What is a dry bite from a snake?
A dry bite is a bite where no poison is injected, either by a venomous snake that for some reason does not include poison in the bite, or by a non-venomous snake. A dry bite still causes a physical injury, with bruising and pain, and there is a risk that the bite may become infected. For this reason, it is still safest to seek veterinary assistance.
Can you vaccinate against snakebites?
In some parts of the world where there are many venomous snakes, a snakebite vaccine may be available, with the idea that the vaccine may stimulate the immune system to produce protective antibodies that may neutralise the venom. However evidence for the efficacy of such vaccines remains somewhat controversial.

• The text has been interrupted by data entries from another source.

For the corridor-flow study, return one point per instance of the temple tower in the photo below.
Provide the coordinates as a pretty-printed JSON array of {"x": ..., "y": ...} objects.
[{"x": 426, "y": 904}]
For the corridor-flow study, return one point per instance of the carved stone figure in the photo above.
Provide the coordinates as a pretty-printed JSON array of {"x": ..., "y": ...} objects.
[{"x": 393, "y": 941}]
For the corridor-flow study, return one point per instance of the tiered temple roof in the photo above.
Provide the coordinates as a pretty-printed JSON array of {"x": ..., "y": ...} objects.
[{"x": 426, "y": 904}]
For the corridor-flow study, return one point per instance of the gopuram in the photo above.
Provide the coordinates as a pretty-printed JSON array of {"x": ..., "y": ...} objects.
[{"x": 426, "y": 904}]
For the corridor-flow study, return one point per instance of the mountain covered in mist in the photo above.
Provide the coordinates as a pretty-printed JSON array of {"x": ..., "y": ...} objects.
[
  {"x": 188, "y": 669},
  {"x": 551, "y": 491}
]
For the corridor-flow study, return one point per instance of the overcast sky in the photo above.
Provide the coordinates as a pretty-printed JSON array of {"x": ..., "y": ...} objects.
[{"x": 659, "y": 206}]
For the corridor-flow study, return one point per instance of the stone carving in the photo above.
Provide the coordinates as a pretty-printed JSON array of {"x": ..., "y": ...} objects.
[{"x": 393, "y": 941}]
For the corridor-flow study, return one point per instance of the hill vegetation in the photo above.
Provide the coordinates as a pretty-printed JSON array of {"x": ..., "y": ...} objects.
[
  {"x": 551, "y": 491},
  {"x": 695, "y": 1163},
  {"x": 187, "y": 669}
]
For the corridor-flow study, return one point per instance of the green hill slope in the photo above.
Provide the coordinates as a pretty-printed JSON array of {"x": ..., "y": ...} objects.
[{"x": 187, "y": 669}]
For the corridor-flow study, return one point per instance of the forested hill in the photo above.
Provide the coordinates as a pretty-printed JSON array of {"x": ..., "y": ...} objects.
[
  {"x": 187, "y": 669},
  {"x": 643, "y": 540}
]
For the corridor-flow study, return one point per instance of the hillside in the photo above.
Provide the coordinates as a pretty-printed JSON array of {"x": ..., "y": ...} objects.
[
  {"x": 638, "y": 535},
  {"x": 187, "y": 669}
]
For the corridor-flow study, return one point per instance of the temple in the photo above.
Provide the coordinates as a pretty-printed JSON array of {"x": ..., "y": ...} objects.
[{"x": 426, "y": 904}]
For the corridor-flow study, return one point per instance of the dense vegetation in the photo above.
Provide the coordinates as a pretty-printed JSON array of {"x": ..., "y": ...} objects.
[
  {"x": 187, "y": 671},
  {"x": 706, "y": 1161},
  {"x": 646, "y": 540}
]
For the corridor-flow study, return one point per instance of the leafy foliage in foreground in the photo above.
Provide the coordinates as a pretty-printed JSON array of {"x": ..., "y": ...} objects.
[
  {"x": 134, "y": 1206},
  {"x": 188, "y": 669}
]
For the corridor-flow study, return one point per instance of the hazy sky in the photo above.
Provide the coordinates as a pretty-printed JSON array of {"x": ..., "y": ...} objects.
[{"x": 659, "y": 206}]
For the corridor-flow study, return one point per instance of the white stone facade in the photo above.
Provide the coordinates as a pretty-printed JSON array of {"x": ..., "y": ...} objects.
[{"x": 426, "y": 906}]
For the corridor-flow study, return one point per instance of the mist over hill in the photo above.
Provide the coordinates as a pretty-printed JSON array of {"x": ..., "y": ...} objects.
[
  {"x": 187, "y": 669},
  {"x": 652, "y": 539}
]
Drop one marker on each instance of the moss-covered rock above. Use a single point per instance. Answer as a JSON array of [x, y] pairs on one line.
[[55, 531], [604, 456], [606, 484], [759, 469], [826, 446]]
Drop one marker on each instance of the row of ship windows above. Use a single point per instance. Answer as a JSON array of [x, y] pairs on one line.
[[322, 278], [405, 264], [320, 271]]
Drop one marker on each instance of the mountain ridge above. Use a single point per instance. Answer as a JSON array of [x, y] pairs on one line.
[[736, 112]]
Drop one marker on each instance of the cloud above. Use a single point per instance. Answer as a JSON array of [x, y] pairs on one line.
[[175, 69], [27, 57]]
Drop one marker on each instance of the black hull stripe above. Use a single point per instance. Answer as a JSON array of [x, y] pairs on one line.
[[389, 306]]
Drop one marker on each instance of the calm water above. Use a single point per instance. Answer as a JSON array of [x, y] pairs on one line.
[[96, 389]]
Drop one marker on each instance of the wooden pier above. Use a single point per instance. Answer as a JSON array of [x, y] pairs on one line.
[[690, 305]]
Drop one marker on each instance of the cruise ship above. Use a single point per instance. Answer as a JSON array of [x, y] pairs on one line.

Veterinary treatment of snakebites
The cornerstone of veterinary treatment of snakebites is antivenom, which is a commercially produced serum that neutralises the toxic effects of the snake venom. The antivenom must be specific for each type of snake, so identification of the snake is important. This treatment is costly and there may be some side effects, but it is the most effective way of treating animals that have been bitten by highly venomous snakes. Other treatment is usually given, depending on the signs that the dog is showing. This includes pain relief, treatment for shock (such as intravenous fluids) and antibiotics if bite puncture wounds are infected.